La pose demeure hiératique, mais un sourire est esquissé. Le traitement du visage est assez similaire à certains portraits peints ou attribués à Sofonisba Anguissola comme celui d’Elisabeth de Valois ou la célèbre Femme à la fourrure, ce qui suggère de proposer une datation entre 1590 et 1610 pour ce portrait.

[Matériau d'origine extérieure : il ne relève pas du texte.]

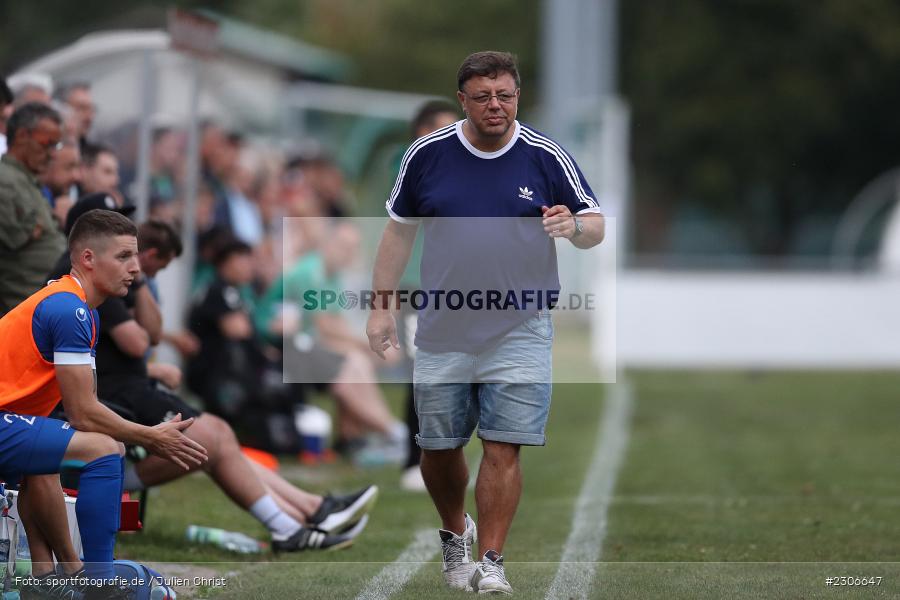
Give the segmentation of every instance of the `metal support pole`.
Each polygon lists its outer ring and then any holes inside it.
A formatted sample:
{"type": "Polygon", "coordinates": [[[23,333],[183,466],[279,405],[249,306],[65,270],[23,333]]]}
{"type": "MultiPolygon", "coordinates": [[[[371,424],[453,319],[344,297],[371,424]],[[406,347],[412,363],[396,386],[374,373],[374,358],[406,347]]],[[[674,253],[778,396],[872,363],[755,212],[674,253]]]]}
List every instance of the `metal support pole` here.
{"type": "Polygon", "coordinates": [[[184,184],[184,214],[181,220],[181,239],[184,243],[184,254],[181,258],[185,264],[183,276],[185,296],[189,296],[193,277],[194,263],[197,259],[197,190],[200,188],[200,89],[203,78],[203,62],[191,58],[193,78],[191,82],[191,108],[187,123],[187,170],[184,184]]]}
{"type": "Polygon", "coordinates": [[[137,177],[135,203],[137,222],[147,220],[150,212],[150,137],[156,108],[156,64],[153,50],[145,50],[141,61],[141,117],[138,123],[137,177]]]}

À la Renaissance, Sofonisba Anguissola est l’une des rares femmes, avec Lavinia Fontana, à faire une véritable carrière artistique. La famille Anguissola appartient à la petite noblesse de Crémone, ville de Lombardie en Italie du nord. Entre 1546 et 1549, Sofonisba et sa sœur Elena partent étudier auprès du peintre maniériste Bernardino Campi (1520-1591) qui travaille surtout à Crémone et à Milan. Lorsque Campi quitte Crémone, les deux sœurs poursuivent leur apprentissage avec Bernardino Gatti (v. 1495-1576). Vers 1554, Sofonisba complète à Rome son éducation artistique, puis séjourne à Mantoue, Parme et Milan. Dans cette ville, elle rencontre le duc d’Albe (1507-1582) qui suggère au roi d'Espagne Philippe II (1527-1598) d'inviter Sofonisba à la cour. En 1559, elle quitte la Lombardie pour Madrid et y reste jusqu’en 1573. Elle assiste au mariage de Philippe II avec Elisabeth de Valois (1545-1568), fille du roi de France, dont elle devient dame d'honneur. Elle poursuit parallèlement son activité de peintre en réalisant des portraits de la reine, du roi et des infantes.
Jusqu'à la mort de sa protectrice en 1568, elle réalise de nombreux portraits des membres de la famille royale et de leurs familiers. Cependant, son statut particulier — elle est noble, dame de compagnie, l'empêche de vendre ces toiles et d'avoir un atelier. Ces raisons, ainsi que l'incendie de l'Alcazar, peuvent expliquer l'oubli qui a longtemps entouré son travail pictural à la cour d'Espagne. Ce n'est que grâce à un long travail de recherche qu'un grand nombre de portraits a pu lui être progressivement réattribué, souvent au détriment du peintre Alonso Sánchez Coello (1642-1693).
Gaylord Brouhot, « Le portrait du costume : panégyrique de la Florence des Médicis (1537-1590) », Le miroir et l’espace du prince dans l’art italien de la Renaissance, Philippe Morel (dir.), Tours, Presses universitaires François-Rabelais, Presses Universitaires de Rennes, 2012, p. 81-121.
Leticia Ruiz Gómez, ed., A Tale of Two Women Painters: Sofonisba Anguissola and Lavinia Fontana, Madrid, Museo del Prado, 2019.
Sofonisba Anguissola et ses sœurs, cat. exp., Crémone, Vienne et Washington, 1994-1995. Milan, Leonardo Art, 1994.